I was hired to create a model to provide 5 movie recommendations to users and I need to deal with the cold start problem (when it's a brand new user with no ratings in the database).
The MovieLens dataset is a "classic" recommendation system dataset used in numerous academic papers and machine learning proofs-of-concept.
For modeling, I have attempted to use four different algorithms: Singular Value Decomposition (SVD), SVD++ , KNN Basic (A basic collaborative filtering algorithm) and KNN Baseline (A basic collaborative filtering algorithm taking into account a baseline rating).
Using GridSearchCV
I fine tuned the SVD model and used the same hyperparameters for the SVD++ model.

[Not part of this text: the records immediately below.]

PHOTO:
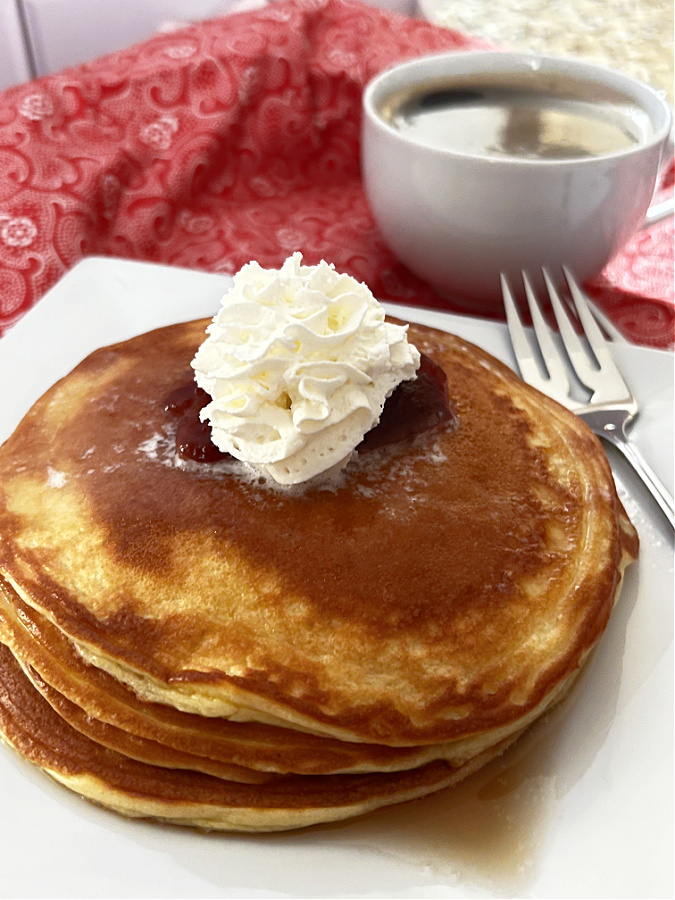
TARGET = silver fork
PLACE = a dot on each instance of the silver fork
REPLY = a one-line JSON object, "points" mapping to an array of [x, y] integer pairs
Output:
{"points": [[611, 407]]}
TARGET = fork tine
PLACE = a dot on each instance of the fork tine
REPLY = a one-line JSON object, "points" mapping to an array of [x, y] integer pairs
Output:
{"points": [[587, 373], [527, 362], [553, 359], [521, 345], [606, 382]]}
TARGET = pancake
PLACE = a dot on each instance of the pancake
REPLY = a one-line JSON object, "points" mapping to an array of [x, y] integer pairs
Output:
{"points": [[112, 714], [30, 726], [350, 644]]}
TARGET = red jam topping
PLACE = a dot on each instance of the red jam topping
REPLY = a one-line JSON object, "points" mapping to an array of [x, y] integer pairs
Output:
{"points": [[415, 406]]}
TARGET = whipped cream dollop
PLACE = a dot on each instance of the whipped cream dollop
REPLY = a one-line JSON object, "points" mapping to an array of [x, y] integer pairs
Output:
{"points": [[298, 362]]}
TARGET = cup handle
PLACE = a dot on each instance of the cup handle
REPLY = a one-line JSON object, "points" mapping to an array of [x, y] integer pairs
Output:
{"points": [[658, 212], [665, 208]]}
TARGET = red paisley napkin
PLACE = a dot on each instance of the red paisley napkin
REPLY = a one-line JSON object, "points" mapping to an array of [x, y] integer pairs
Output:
{"points": [[233, 140]]}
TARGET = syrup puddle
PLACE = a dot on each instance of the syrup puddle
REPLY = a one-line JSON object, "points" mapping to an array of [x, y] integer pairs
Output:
{"points": [[487, 832]]}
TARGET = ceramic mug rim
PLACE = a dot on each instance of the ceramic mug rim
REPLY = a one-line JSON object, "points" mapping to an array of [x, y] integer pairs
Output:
{"points": [[407, 73]]}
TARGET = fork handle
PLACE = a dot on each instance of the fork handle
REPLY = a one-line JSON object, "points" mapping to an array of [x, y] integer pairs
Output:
{"points": [[646, 473]]}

For the KNN models, I have also tried different hyperparameter configurations.
In the end, the SVD model performed better (low RMSE with no indication of overfitting) with a low fit time relative to SVD++.
To create the app I have used Streamlit which is an open-source Python library that makes it easy to create and share beautiful, custom web apps for machine learning and data science.
I'm also deploying the model using Streamlit. To make this all work I have different files in the same repository:
-
my_app.py: the streamlit app.
-
functions.py: contains custom functions created for the app.
-
requirements.txt: required python libraries and versions to run the app. I have kept only what's necessary to run the app, otherwise, I'd install a lot more than I needed.